AD Korut mengperasikan 6000 tank (seperti T-55, T-62 dan T-72), 4,000 unit kendaraan tempur lapis baja, masing-masing 4.500 unit artileri tarik dan swagerak dan 4.000 peluncur roket. Semua warisan eks- Uni Soviet.
Sedangkan AD Korsel diperkuat 2.624 tank (buatan lokal Panter K-2 dan M-48 atau M-60 buatan AS, 13.990 kendaraan lapis baja, 3.040 artileri swagerak, 3.854 artileri tarik dan 574 peluncur roket berbagai jenis.
Selain menggunakan lautista buatan AS, Korsel juga megembangkan sendiri industri militernya, bahkan termasuk negara pengekspor senjata utama global.
Sementara AU Korut mengoperasikan 960 pesawat, termasuk 458 pesawat tempur seri MiG seperti MiG-17, MiG-19, MiG-21, MiG-23 dan Mig-29) dan helikopter serang Mi-24 Hind.

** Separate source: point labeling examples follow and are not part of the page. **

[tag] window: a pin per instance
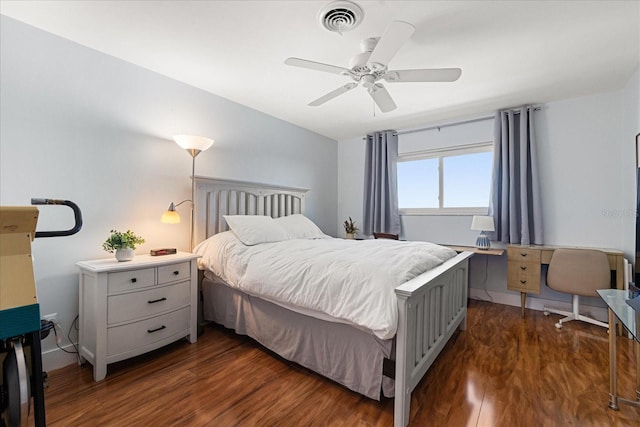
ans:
(455, 180)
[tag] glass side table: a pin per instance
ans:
(620, 311)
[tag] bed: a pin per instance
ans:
(372, 360)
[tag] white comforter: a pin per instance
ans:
(349, 280)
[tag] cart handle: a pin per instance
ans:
(76, 214)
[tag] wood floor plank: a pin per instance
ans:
(501, 371)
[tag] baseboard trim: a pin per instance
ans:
(537, 303)
(55, 358)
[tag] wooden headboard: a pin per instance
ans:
(217, 197)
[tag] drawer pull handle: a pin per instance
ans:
(156, 329)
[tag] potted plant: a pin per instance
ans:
(123, 244)
(350, 228)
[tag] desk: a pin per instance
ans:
(620, 311)
(524, 267)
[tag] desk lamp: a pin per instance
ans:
(482, 223)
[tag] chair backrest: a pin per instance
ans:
(579, 271)
(385, 236)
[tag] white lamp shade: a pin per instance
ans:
(482, 223)
(170, 216)
(193, 142)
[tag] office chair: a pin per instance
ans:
(578, 272)
(385, 236)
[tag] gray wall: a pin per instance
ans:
(80, 125)
(586, 158)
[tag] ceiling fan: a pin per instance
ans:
(370, 66)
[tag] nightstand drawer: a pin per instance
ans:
(174, 272)
(132, 279)
(130, 306)
(126, 338)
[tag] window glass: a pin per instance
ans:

Matra udara Korsel lebih unggul dalam jumlah dan kualitas, mengoperasikan 1.585 unit pesawat termasuk pesawat tempur generasi ke-5 buatan AS (F-35 Super Lightning II).
AU Korsel memiliki 50 pesawat tempur ringan T-50 Golden Eagle buatan dalam negeri, selebihnya buatan AS: 69 unit Phantom F-4, 156 unit Tiger F-5, 59 unit Eagle F-15, 167 unit Fighting Falcon F-16 dan 40-an F-35, dan ragam helikopter termasuk jenis serang UH-60 Black Hawk dan Kamov Ka-50 (eks Rusia).
AL Korut dengan tulang punggungnya 102 unit kapal selam (dua dari Kelas Sinpo dan 40 unit kapal selam Pantai Kelas San- O dan 36 kapal selam mini (midget). Ketiganya buatan lokal. Ada lagi 20 kapal selam Listrik/diesel tpe 033 buatan China.
Selain itu, AL Korut juga mengoperasikan sejumlah fregat ringan dan korvet, serta puluhan kapal roket cepat dan kapal patrol eks-Uni Soviet dan China serta galangan lokal. Total armada laut Korut sekitar 195 unit kapal permukaan dan bawah laut.
Keunggulan besar Korut ada pada senjata nuklir yang dikembangkannya berkekuatan mencapai 40 kiloton, meski beberapa sumber mengklaim tidak melebihi 10-15 kiloton.
Namun juga kedua negara kembali terlibat perang seperti terjadi antara Juni 1950 sampai Juli 1953, tentu bakal menyeret negara lain. Korsel terutama akan didukung AS bersama kekuatan NATO, sebaliknya Rusia, China di belakang Korut.
Sejauh ini gertakan perang hanya sebatas retorika, kemungkinan sebatas gimmick-gimmick di panggung politik dalam negeri (BBC/KCNA/ns).